Israel continues to bar access to fishing areas beyond three nautical miles from the shore. In four separate incidents, Israeli naval forces opened ‘warning’ fire at Palestinian fishing boats, forcing them ashore.

Palestinian armed factions launched a number of rockets and mortar shells at southern Israel, including at military bases located along the border. There were no reported Israeli injuries or damage to property.

Restrictions on entry of major construction materials remain in place

Despite an overall increase in Gaza imports since the easing of the blockade (on 20 June 2010), the Israeli ban on the entry of construction materials continues, with the exception of materials for a small number of projects supervised by international organizations. The largest constraint in the implementation of these projects is a shortage of gravel, due to the limited capacity of the conveyer belt at the Karni Crossing, the only facility used for the transfer of this item. This has resulted in significant delays, despite the availability of other materials transferred through the Kerem Shalom Crossing.

This week (24-30 October), a total of 985 truckloads entered Gaza, a decline of around 11 percent compared to the number of truckloads entering last week (1,104). This week's figure represents 35 percent of the weekly average of 2,807 truckloads that entered Gaza during the first five months of 2007 before the imposition of the blockade. Food items continue to make up the majority of goods entering Gaza (above 50 percent). Before the blockade, food items made up less than 20 percent of total imports.




Electricity production remains below demand

Fuel imports to operate the Gaza Power Plant (GPP) slightly increased this week compared to the previous period (2.0 vs. 1.88 million liters), representing only 60 percent of the weekly estimated amount of fuel needed to operate the plant at full capacity (80 MW). However, the total provision of electricity throughout the Gaza Strip is about 30 percent below the estimated daily demand of 300 MW. Only around 60 MW of power is produced by the GPP, 120 MW is purchased from Israel and 17 MW is purchased from Egypt, providing Gaza with less than 200 MW. This shortfall results in average daily power cuts of four to six hours.

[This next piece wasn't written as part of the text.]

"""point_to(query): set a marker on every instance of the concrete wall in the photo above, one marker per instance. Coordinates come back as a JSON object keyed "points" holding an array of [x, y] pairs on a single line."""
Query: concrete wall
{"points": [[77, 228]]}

These power cuts continue to affect daily life throughout the Gaza Strip, as well as the provision of essential services, including water supply, sewage treatment and removal, and the functioning of health services. Access to running water also continues to be a daily challenge for the population due to constant power cuts. 20 percent of Gazans living in areas including Gaza City, Rafah and Jabaliya, have access to running water only once every five days (six to eight hours); 50 percent have access once every four days (six hours); and 30 percent receive running water once every two days (six to eight hours).